China’s top online retailers and U.S. superstore giant Walmart are scrambling to satisfy the voracious appetites of consumers excited about the first American beef to arrive in the world’s most populous nation in 14 years.

Beef is the fastest-growing meat sector in China, outstripping stagnant demand for more widely eaten pork, with consumers seeking healthier sources of protein and adopting Western eating habits.

China’s beef imports hit $2.6 billion last year, making it the world’s fastest-growing overseas market for the meat. Consumer excitement about the lifting of a 2003 ban due to a scare over mad cow disease looks set to help U.S. beef grab a significant share of that demand.

U.S. Secretary of Agriculture Sonny Perdue is in Beijing to mark the return of U.S. beef to China, and is expected to meet his Chinese counterpart, Agriculture Minister Han Changfu, as well as Vice Premier Wang Yang.

Some of the millions who buy food online are expected to join the woman in the Sams Club store as some of the first to buy U.S. beef in China in more than a decade. Social media has been buzzing for weeks with those ready to tuck into American steak.

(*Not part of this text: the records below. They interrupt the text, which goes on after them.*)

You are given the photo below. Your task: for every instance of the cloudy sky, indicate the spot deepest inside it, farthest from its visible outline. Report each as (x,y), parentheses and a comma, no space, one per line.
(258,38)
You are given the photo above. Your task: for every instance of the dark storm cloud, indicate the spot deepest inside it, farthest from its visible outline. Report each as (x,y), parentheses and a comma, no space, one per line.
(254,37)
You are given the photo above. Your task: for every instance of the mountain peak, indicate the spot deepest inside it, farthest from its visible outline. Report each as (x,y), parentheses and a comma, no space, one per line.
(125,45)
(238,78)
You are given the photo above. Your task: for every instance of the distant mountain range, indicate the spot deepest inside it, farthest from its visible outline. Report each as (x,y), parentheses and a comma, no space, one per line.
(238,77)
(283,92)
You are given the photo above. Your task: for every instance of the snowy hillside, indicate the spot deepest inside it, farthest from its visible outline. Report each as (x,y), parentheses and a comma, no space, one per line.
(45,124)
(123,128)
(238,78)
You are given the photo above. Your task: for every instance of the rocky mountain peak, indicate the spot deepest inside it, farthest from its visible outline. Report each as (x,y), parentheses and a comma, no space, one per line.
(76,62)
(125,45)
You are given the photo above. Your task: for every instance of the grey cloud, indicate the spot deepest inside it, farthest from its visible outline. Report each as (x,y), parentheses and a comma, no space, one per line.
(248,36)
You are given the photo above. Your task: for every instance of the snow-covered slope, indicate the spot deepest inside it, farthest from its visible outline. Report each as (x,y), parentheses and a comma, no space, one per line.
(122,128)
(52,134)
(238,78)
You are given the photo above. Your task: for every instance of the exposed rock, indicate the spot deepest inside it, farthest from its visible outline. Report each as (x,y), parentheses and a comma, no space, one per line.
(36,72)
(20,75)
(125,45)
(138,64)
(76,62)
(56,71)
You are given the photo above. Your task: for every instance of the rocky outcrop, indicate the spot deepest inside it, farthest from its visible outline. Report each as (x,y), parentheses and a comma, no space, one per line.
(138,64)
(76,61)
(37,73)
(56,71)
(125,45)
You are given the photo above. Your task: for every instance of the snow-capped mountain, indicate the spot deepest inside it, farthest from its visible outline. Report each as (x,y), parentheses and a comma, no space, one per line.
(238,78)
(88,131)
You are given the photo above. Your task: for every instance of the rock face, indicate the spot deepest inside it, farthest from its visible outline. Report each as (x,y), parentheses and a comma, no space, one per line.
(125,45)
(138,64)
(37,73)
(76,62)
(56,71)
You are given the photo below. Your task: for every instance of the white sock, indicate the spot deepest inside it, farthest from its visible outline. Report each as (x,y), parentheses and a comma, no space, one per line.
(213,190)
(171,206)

Womai.com, owned by food giant COFCO aid it had received more than 1,605 orders for beef from U.S. meat giant Tyson by late Wednesday.

JD.com, one of the country’s biggest online retailers, has started pre-sales of U.S. beef ahead of the product’s availability from mid-July.

Online meat is typically around 10 percent cheaper than it is in stores, according to Euromonitor.

Imported meat accounted for more than 30 percent of JD.com’s meat sales last year, with Australian beef the top category and the most searched-for item, the company said.

Still, food safety fears linger, despite Beijing’s stringent import requirements.